Wandle cleanup: June 2011: Merton

The one with the wedding wheelbarrow and the stolen cabling

It seems that even the Western European Monsoon couldn’t put off 32 of our hardiest volunteers who arrived at to our June cleanup near Garfield Road Recreation Ground!

We were especially delighted to welcome back newlyweds Hannah and Sean who had been given a wheelbarrow for Wandle cleanups as a wedding present by friends (and fellow volunteers!) Debbie and Bart.  The bridal ribbon stayed on the wheelbarrow pushed by our hardworking couple…

right until the end of the cleanup, when the bridal party posed for a rather more unusual group photograph!

Starting at the footbridge over the river located behind the Recreation Ground, it wasn’t long before someone pulled out a security box from the water.  This was followed swiftly by metre after metre of orange cable cover carefully stripped of its copper contents by unknown criminal elements and dumped into the river.  Bart and Neil did a sterling job getting it out of the water…

… and Toby and many others made endless trips with loaded wheelbarrows to the dump site:

Meanwhile, Jack, our youngest volunteer that day, was very enthusiastic about helping out at his first cleanup.  Soon, he was as waterlogged on the inside of his waders as he was on the outside, so his father, Hugh, scooped him up and took his bedraggled son home:

Stopping half way through for very welcome hot coffee, tea, cheese scones and marshmallow raspberry squares made by Sally and Jo, we were joined temporarily by Nelson the cocker spaniel, who, like his namesake over two hundred years ago, was enjoying a walk by the Wandle!

After refreshments, we went down towards the railway bridge and worked upstream.  One of the first finds on this site was a motor scooter, which we managed to get onto a small flatbed trolley and get to the dump site by negotiating a muddy slope and a couple of fallen willow branches which had to be lifted up to allow the trolley to pass underneath.

Towards the end of the afternoon, someone also found an illegal eel net or crayfish trap. Eel nets have to be licensed by the Environment Agency in a similar way that anglers need to licence their fishing rods and, if legal, should have a numbered tag on it to allow identification.  This one had trapped lots of other small bits of rubbish, as well as an eel which we managed to set free and return to the river.

At precisely 2.30pm, Stan from Merton Council came and everyone helped load up his truck. And then there was just time for a team photo before everyone squelched their way home!

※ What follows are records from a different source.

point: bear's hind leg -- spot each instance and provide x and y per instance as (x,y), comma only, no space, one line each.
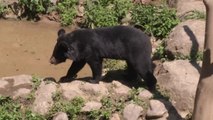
(144,70)
(132,74)
(96,67)
(73,70)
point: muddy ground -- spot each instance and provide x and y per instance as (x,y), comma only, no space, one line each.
(26,48)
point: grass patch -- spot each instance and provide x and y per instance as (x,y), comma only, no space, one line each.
(13,110)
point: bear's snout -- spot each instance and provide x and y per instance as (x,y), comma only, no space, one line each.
(53,60)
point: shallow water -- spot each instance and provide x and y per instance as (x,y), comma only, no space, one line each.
(26,48)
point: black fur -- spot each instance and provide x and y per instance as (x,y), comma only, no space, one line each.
(92,45)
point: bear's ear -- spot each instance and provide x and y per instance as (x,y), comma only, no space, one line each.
(61,32)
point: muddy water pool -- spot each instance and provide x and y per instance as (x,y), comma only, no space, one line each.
(26,47)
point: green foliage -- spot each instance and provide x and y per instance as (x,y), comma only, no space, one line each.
(194,56)
(72,108)
(155,20)
(12,110)
(34,7)
(134,97)
(160,52)
(2,10)
(195,14)
(102,13)
(67,11)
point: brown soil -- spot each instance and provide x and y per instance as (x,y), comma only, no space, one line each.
(26,48)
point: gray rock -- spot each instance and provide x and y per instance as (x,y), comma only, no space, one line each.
(186,38)
(145,95)
(181,82)
(71,90)
(61,116)
(43,99)
(16,86)
(89,106)
(132,112)
(94,91)
(21,92)
(119,89)
(156,109)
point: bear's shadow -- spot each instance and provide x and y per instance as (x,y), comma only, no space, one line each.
(120,76)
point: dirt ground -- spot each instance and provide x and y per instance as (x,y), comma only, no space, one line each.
(26,48)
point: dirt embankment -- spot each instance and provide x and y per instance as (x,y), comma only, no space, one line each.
(26,48)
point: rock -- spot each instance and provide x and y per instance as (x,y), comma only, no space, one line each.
(181,82)
(89,106)
(120,90)
(145,95)
(187,38)
(94,91)
(21,92)
(71,90)
(61,116)
(184,6)
(156,109)
(43,98)
(115,116)
(132,112)
(16,86)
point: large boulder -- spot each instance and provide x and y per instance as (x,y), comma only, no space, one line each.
(187,38)
(43,98)
(180,79)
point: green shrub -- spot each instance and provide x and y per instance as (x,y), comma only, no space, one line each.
(102,13)
(67,11)
(34,7)
(194,15)
(155,20)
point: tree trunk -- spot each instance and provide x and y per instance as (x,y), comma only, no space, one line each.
(203,108)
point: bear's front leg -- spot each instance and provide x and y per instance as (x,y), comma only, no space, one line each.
(96,67)
(73,70)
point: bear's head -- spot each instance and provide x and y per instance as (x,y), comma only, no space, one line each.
(64,49)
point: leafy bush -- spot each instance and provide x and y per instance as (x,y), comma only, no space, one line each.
(34,7)
(194,15)
(155,20)
(67,11)
(102,13)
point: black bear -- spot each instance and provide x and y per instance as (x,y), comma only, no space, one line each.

Thanks to all our volunteers: Abi, Andy B, Andy D, Bart, Charles, Chris, Debbie, Emer, Erica, Franziska, Jack, Jason, Jez, Jo H, Jo S, John N, John S, Hannah, Helen, Henry, Hugh, Mike, Neil, Peter, Rob, Roger, Sean, Steve, Susan, Theo, Toby and Tony

… who removed: 1 oil barrel, 1 suitcase, 1 eel trap, 1 shopping trolley, 1 mattress, 1 child’s buggy, 1 carpet, 1 motor scooter, 1 road sign, 1 tin box, 1 security box, 1 crutch, 2 Chinese platters, 2 road barriers, 3 bicycles, 4 road cones, 6 tyres, 20 bags of rubbish, a tonne or so of soggy, unrecognisable rubbish and incalculable metres of orange cabling…

… and rescued and returned 1 eel to the river!

One thought on “Wandle cleanup: June 2011: Merton

  1. Gideon Reeve

    Good work everyone, well done! It’s particularly gratifying to see that the clean ups not only improve the river environment but things such as this illegal eel trap can be removed at the same time. With the Wandle being an eel stronghold this becomes all the more important.